Great article.. loved reading it.. thanks..


Ramesh said...

@athivas - Really stopped drinking milk ? Love cows that much ? Wow !!
BTW, of course I'll pick up your tag. was just pulling your leg on "girlie tags". Will do over the weekend.

@kiwi - In a country with more sheep and cows than people, perfectly understandable :)

@Anon :)

@Mahesh - Yes fresh water shortage is a huge issue. Our "water footprint" is as bad as our "carbon footprint"

@Dada - Yes; Operation Flood was good in many ways, including uplifting the community there, but one unintended consequence is the water problem you have mentioned.

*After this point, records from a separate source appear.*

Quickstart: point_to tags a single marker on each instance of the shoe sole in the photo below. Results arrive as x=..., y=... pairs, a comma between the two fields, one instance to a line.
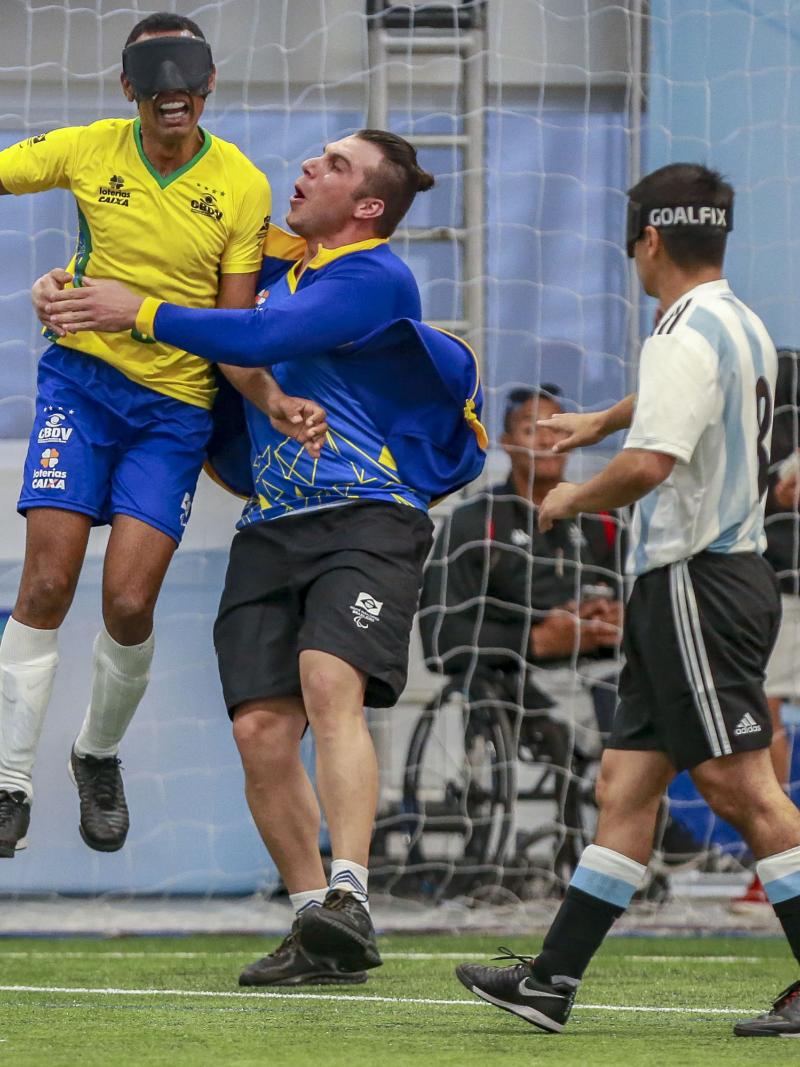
x=98, y=846
x=740, y=1032
x=318, y=980
x=322, y=935
x=9, y=851
x=538, y=1019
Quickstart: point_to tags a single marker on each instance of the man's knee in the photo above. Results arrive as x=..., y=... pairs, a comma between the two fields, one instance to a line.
x=129, y=611
x=266, y=739
x=45, y=596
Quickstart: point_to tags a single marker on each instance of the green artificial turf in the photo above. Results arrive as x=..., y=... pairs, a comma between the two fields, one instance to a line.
x=69, y=1029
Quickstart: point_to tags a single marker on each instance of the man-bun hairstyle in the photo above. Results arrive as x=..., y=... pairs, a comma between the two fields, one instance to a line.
x=396, y=180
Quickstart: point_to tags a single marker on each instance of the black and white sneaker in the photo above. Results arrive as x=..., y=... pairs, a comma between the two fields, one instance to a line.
x=290, y=965
x=544, y=1004
x=15, y=817
x=342, y=930
x=782, y=1021
x=105, y=821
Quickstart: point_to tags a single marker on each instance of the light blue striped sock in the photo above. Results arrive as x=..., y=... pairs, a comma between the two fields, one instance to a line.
x=608, y=875
x=309, y=898
x=351, y=877
x=780, y=875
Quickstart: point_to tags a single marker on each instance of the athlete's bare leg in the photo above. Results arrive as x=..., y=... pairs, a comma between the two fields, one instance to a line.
x=56, y=545
x=278, y=791
x=347, y=766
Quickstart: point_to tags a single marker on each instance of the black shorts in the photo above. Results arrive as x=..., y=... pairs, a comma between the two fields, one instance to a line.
x=697, y=639
x=344, y=580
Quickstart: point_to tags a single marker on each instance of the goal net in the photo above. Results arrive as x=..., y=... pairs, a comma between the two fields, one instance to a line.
x=534, y=115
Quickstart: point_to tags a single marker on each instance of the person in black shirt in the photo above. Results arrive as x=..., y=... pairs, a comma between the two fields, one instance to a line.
x=541, y=609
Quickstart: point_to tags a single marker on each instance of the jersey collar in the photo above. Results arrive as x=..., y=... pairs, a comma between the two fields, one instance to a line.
x=705, y=288
x=164, y=181
x=325, y=256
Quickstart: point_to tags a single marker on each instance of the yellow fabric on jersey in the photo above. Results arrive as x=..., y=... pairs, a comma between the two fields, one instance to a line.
x=171, y=236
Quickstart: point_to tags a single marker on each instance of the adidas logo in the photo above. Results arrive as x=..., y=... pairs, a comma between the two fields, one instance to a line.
x=747, y=725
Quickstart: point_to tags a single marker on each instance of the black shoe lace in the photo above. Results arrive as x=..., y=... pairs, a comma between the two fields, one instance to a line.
x=338, y=898
x=286, y=944
x=788, y=994
x=9, y=807
x=105, y=779
x=508, y=954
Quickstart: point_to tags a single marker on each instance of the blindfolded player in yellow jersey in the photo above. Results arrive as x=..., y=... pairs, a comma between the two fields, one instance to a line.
x=122, y=423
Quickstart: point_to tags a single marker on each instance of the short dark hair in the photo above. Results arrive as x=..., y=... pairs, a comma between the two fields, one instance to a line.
x=164, y=21
x=688, y=185
x=396, y=181
x=516, y=398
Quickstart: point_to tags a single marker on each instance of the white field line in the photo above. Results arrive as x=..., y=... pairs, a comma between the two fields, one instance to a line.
x=386, y=955
x=82, y=990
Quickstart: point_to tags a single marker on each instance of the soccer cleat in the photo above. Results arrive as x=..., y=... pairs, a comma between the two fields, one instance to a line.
x=544, y=1004
x=105, y=822
x=342, y=930
x=15, y=816
x=753, y=902
x=290, y=965
x=782, y=1021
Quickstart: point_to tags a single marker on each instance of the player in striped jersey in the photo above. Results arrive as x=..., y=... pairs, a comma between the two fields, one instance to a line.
x=704, y=609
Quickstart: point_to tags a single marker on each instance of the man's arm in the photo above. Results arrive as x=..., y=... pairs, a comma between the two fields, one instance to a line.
x=591, y=427
x=333, y=312
x=627, y=478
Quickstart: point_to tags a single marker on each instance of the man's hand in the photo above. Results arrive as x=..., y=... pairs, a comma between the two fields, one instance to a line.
x=558, y=504
x=303, y=420
x=98, y=304
x=563, y=631
x=44, y=290
x=580, y=430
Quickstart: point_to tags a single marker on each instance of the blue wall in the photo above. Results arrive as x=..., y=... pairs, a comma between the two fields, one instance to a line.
x=724, y=90
x=555, y=267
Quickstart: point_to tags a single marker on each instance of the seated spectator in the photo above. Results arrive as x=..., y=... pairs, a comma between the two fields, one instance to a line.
x=538, y=612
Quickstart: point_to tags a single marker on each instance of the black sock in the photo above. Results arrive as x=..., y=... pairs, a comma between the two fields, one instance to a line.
x=788, y=912
x=576, y=934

@Sandhya - Nice analogy. My grouse against the guilt inducement is that it is often focused at trivial joys of life. Focus on the big issues and let some joy be - else we'll be a colourless world

@Exkalibur - Thanks very much

Ramesh said...

@thoughtful train - Don't hug a cow. You'll get a kick for your efforts :) :)

Hey thanks for pointing out the broken link. My proxy is being absolutely stubborn ; but I'll correct it somehow.

Aashish said...

There was a time I used to read Maneka Gandhi's weekly article in Mid-Day. Her points were thought provoking, but I had to make a choice - stop eating veggies (they are soaked in color, loads of pesticide), meat (sorry Ramesh, but I enjoy my steak), give-up milk, blah blah. I stopped reading Mid-Day.